ティラミスは横にだれか来たことに気付き、目を丸くする。俺もちらっと確認する。
「おお、なんか面白そうだな。わしもどれ、見学としゃれこむか。--討伐の長旅から帰ってきたというのに誰も出迎えがおらなんだ。爆発音がしたかと思えばこのありさまだ。わしは正直びっくりだ、なあ…、田楽」
今頃来たか、盗賊改め方金平。十手を肩で弾ませ、満面の笑顔だ。相変わらず顔はホームベースばりの角張かただが…。
「こ、金平。き、貴様」
田楽が歯ぎしりする。盗賊の一人が金平に斬りかかるが十手の一撃で沈んだ。それもほんの軽い一撃でだ。やはりこいつの方が強さは半端ない。
「焦るなよう、田楽。俺とお前の仲じゃあねいか。正体がばれたからってそんなにすぐに噛みつかないでくれよ。魔王殿が俺を先に、と言われているのだから先に相手してやるのが筋ってもんだろ?俺はその次の番ってことで勘弁してくれ」
金平は俺に目配せをしてその場に座り込む。俺もにやりと金平に返す。
「よ、よしまずは魔王を葬るぞ。何もしてこないならお頭が出るまでもない。俺たちで魔王を八つ裂きだ。いくぞ!」
田楽を筆頭に俺に四方八方から剣と魔法が乱れ飛んでくる。さすが、盗賊団というだけあって腕がたつ奴ばかり。強力だ。

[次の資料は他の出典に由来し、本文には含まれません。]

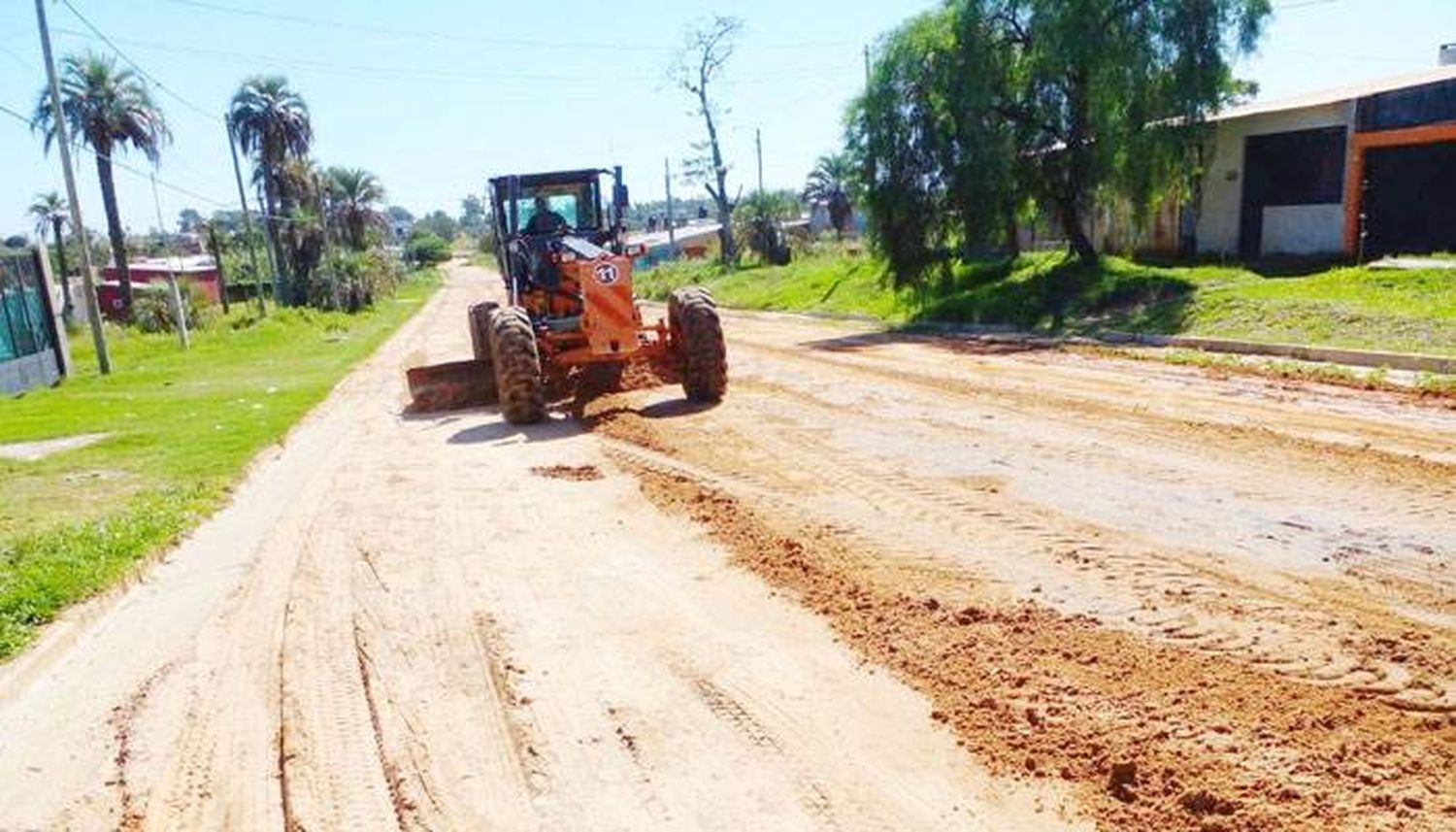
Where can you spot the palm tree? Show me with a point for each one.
(108, 110)
(51, 213)
(270, 121)
(832, 183)
(354, 195)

しかし、所詮はこのワールドのレベルでいう手練れ。チートな俺には赤子のお遊戯みたいなものだ。
俺は目を瞑った。激しい雨のように降り注ぐ攻撃。
多少は痛いが大したものではない。刺さりもしないし、焦げたり、凍ったり、痺れもしない。
盗賊の怒号に混じり、武器が破損していく音がする。
徐々に狼狽える盗賊の声。疲労困憊の様子まで手に取るように伝わる。
そういえばティラミスにバトルアックス強化値+100で襲い掛かられたことがあったな…。
その時俺はとっさに避けたがあの後さらに精進をした。
ティラミスは幼い自分にとって使いやすい剣をズッキーニに頼んで+120、+125、+130…果ては+200まで改良させ、俺に殴りかかってきた。
そのたびにチートな俺は口元に笑みを浮かべながら、無抵抗にその剣を弾き、粉砕していった。

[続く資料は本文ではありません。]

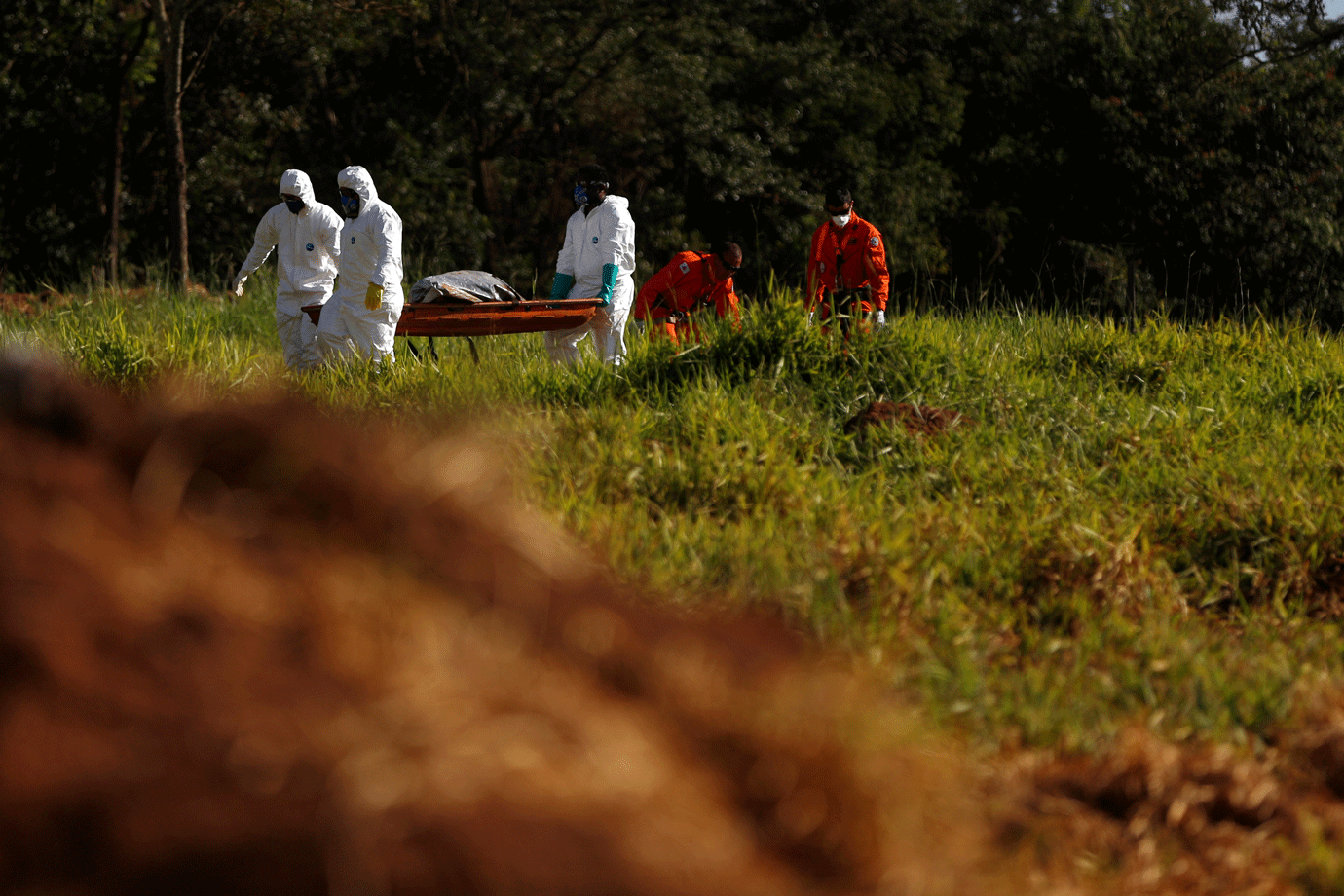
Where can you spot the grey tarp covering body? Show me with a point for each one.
(463, 286)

さすがにティラミスもズッキーニの体を心配し、それ以上の強化を頼むことはなくなったが…。俺は最強の剣を+1000まで磨いてきたとしても無傷でいられる自信はある。
だから、こんななまくらな盗賊どもに手出しをしなくても俺は負けない。
「なぜだ!なぜ刺さらねえ!!」
田楽の叫び声の中、最後の手下も疲労のため崩れ落ちる。